Search code examples
haskellpattern-matchinggadt

The pattern with functions like `bool`, `either`, etc


I recently learned about GADTs and their notation:

E.g.

data Maybe a where
  Nothing :: Maybe a
  Just    :: a -> Maybe a

data Either a b where
  Left  :: a -> Either a b
  Right :: b -> Either a b

data Bool where
  False :: Bool
  True  :: Bool

Now I noticed a similiarity to functions like bool, and either, which is basically just like the GADT definition:

  1. taking every line as an argument
  2. replacing the actual type with the next letter of the alphabet
  3. and finally returning a function Type -> (the letter of step 2)

E.g.

maybe  :: b -> (a -> b) -> Maybe a -> b
either :: (a -> c) -> (b -> c) -> Either a b -> c
bool   :: a -> a -> Bool -> a

This also includes foldr, but I noticed that e.g. Tuple doesn't have such a function, though you could easily define it:

tuple :: (a -> b -> c) -> (a,b) -> c
tuple f (x,y) = f x y

What is this pattern? It seems to me these functions alleviate the need for pattern matching (because they give a general way for each case) and thus every function operating on the type can be defined in terms of this function.


Solution

  • First, the types you mention are not really GADTs, they are plain ADTs, since the return type of each constructor is always T a. A proper GADT would be something like

    data T a where
       K1 :: T Bool  -- not T a
    

    Anyway, the technique you mention is a well known method to encode algebraic data types into (polymorphic) functions. It goes under many names, like Church encoding, Boehm-Berarducci encoding, endcoding as a catamorphism, etc. Sometimes the Yoneda lemma is used to justify this approach, but there's no need to understand the category-theoretic machinery to understand the method.
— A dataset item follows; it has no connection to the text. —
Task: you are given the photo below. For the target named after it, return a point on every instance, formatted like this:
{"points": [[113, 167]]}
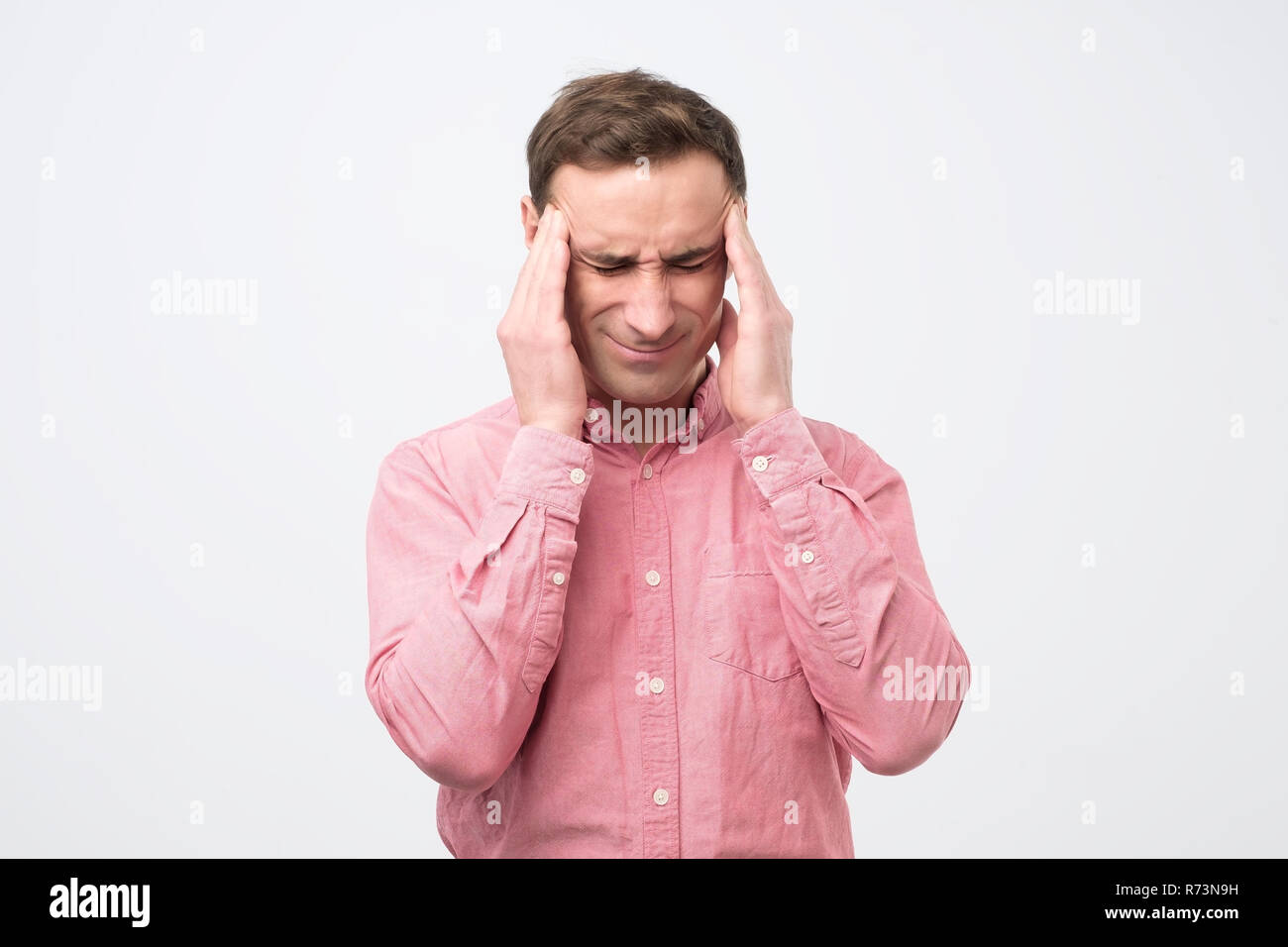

    Basically, the idea is the following. All the ADTs can be generated by

    • product types (,) a b
    • sum types Either a b
    • arrow types a -> b
    • unit type ()
    • void type Void (rarely used in Haskell, but theoretically nice)
    • variables (if the type bing defined has parameters)
    • possibly, basic types (Integer, ...)
    • type level-recursion

    Type level recursion is used when some value constructor takes the type which is being defined as an argument. The classic example is Peano-style naturals:

    data Nat where
       O :: Nat
       S :: Nat -> Nat
         -- ^^^ recursive!
    

    Lists are also common:

    data List a where
       Nil :: List a
       Cons :: a -> List a -> List a
                 -- ^^^^^^ recursive!
    

    Types like Maybe a, pairs, etc. are non recursive.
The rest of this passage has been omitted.